Dunston alleges she and her father were exposed to toxic fumes released by a chemical spill in San Clemente on October 27, 1981. The chemical spill occurred when a truck which had previously transported toxic waste was washed down prior to decontamination. The San Clemente Fire Department responded to complaints about the noxious fumes by sandbagging a nearby storm drain to prevent the waste from flowing into the ocean and by notifying the United States Coast Guard, the Environmental Protection Agency and other governmental agencies. The immediate area was barricaded and the North Beach in San Clemente was closed for several hours.

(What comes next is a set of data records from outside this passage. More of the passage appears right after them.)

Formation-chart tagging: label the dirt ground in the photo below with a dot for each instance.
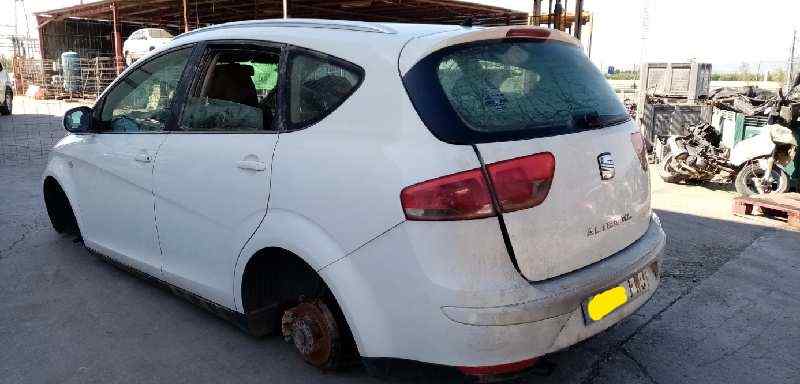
(726, 311)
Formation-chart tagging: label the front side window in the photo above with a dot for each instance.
(318, 85)
(237, 93)
(142, 100)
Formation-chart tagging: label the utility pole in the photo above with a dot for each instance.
(789, 77)
(578, 19)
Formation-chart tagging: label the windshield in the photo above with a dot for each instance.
(509, 86)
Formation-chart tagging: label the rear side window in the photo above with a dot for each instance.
(237, 93)
(318, 85)
(504, 90)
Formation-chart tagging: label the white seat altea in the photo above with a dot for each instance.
(472, 198)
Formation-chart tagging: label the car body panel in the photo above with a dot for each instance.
(115, 185)
(140, 43)
(399, 314)
(207, 207)
(330, 194)
(584, 218)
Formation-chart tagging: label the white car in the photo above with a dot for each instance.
(142, 41)
(470, 198)
(6, 92)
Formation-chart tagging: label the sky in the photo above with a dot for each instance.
(722, 32)
(725, 33)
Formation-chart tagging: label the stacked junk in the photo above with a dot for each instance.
(747, 136)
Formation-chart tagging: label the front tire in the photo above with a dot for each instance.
(746, 179)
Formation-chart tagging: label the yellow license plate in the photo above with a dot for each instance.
(602, 304)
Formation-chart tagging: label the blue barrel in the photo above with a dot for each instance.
(71, 66)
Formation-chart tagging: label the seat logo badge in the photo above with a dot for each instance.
(606, 164)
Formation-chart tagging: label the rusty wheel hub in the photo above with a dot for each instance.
(312, 329)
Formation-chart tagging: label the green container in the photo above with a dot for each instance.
(747, 127)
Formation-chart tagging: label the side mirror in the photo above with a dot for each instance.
(78, 120)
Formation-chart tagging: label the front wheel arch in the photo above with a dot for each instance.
(59, 208)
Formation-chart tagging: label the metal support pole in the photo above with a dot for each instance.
(789, 76)
(185, 17)
(578, 18)
(118, 64)
(536, 14)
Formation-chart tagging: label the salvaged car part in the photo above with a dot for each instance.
(754, 165)
(313, 330)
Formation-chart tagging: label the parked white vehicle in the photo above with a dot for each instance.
(142, 41)
(6, 92)
(464, 197)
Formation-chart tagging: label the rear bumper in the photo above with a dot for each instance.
(563, 294)
(396, 310)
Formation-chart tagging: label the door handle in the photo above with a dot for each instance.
(252, 165)
(143, 158)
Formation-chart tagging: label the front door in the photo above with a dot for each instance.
(213, 173)
(116, 177)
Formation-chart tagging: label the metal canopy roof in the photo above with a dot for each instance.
(201, 13)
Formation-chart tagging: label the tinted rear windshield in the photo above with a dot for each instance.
(511, 89)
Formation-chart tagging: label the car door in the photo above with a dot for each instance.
(213, 173)
(115, 164)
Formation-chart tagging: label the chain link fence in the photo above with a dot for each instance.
(28, 135)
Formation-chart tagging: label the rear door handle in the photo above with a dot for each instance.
(143, 158)
(252, 165)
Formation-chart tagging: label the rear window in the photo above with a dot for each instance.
(511, 89)
(160, 34)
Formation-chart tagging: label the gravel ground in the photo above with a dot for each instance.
(725, 313)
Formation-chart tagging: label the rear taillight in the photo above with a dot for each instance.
(519, 183)
(460, 196)
(641, 150)
(523, 182)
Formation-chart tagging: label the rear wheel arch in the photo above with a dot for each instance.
(274, 280)
(59, 208)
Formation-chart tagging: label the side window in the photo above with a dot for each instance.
(318, 85)
(142, 100)
(236, 93)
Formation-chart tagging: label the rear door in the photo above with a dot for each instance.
(213, 173)
(515, 97)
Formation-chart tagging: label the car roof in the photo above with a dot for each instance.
(355, 41)
(329, 26)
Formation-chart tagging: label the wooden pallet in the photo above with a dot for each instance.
(779, 204)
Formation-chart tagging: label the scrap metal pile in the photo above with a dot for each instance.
(753, 101)
(755, 165)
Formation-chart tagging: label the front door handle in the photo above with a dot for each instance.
(252, 165)
(143, 158)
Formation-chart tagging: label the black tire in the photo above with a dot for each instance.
(666, 174)
(744, 183)
(8, 104)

Immediately following the spill, city and county officials announced it had not been hazardous to the population. However, Dunston developed a mild illness, and three days later, her father died.
Dunston believed the spill caused her father's death, and she retained an attorney within a few weeks to pursue any cause of action she might have. However, she alleges she did not file claims against any public entities within the 100 day period mandated by Government Code section 911.2 1 because she lacked proof of her claims against them. Autopsy and pathology reports indicated Mr. Dunston had died of natural causes; several months later, various state and county agencies confirmed the spill had not been dangerous to human health; and the investigations of Dunston's own attorneys did not reveal negligence on the part of any governmental agency. Dunston filed a complaint for wrongful death and personal injuries against nongovernmental entities on August 30, 1982.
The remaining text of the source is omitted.